The claim that has been put before the adjudicator is a claim for the amount claimed to be due under the final account, and other matters also arise in that connection. The documentation that has been put before me begins with some correspondence, a letter of the 24th September 2002 to the claimant from the joint administrative receiver of the defendant company, confirming his appointment as joint administrative receiver and pointing out that he was currently reviewing the position of the company’s contracts – that is the defendant’s contracts – and had instructed Curry and Brown (who are a firm of Quantity Surveyors) to act as his agents during the receivership, and confirming that Curry and Brown would contact the claimant shortly in order to discuss the contract in question.
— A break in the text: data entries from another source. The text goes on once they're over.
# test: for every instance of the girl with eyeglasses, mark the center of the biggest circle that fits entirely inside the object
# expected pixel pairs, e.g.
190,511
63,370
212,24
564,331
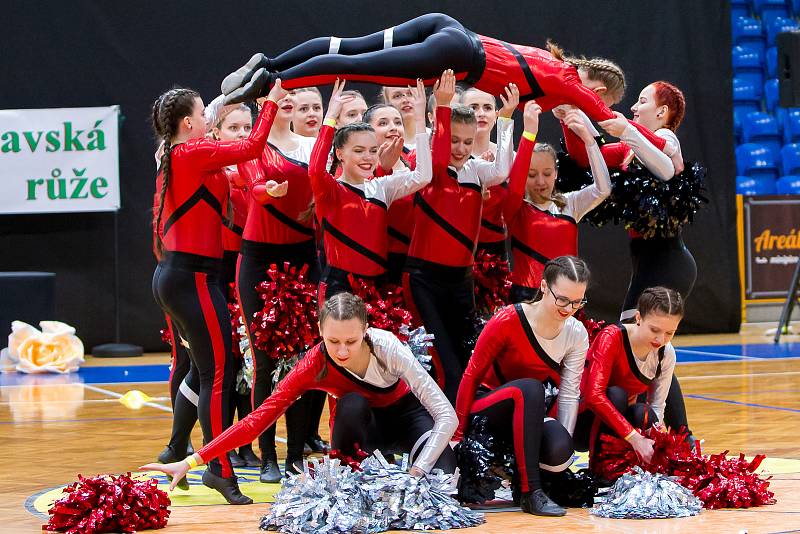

The next thing that seems to have happened is a letter of 18th October to the claimant from a firm of solicitors, Walker Morris, who said they were acting for the receiver. It was stated that a dispute had arisen over payment of their client for the structural steelworks. The dispute was over the value of Wescol’s – that is the defendant – final account and whether it was entitled to an extension of time. There was a subsidiary dispute, the letter said, as to whether the claimant was entitled to withhold payment of sums applied for in its application for interim payment 19. And it was stated that the difference between the parties on non-agreed variations amounted to £921,000-odd, details of which were said to be contained in a schedule. The letter ended by saying,
“Unless we receive payment in cleared funds of our client’s final account by 11th November 2002, we put you on notice that we will commence an adjudication to claim the full value of our client’s final account as set out in the summary, or such other sum as the adjudicator shall find is due to Wescol. If we do not hear from you by that date, we will consider that you have no comments to make and that you do not disagree with our definition of the dispute.”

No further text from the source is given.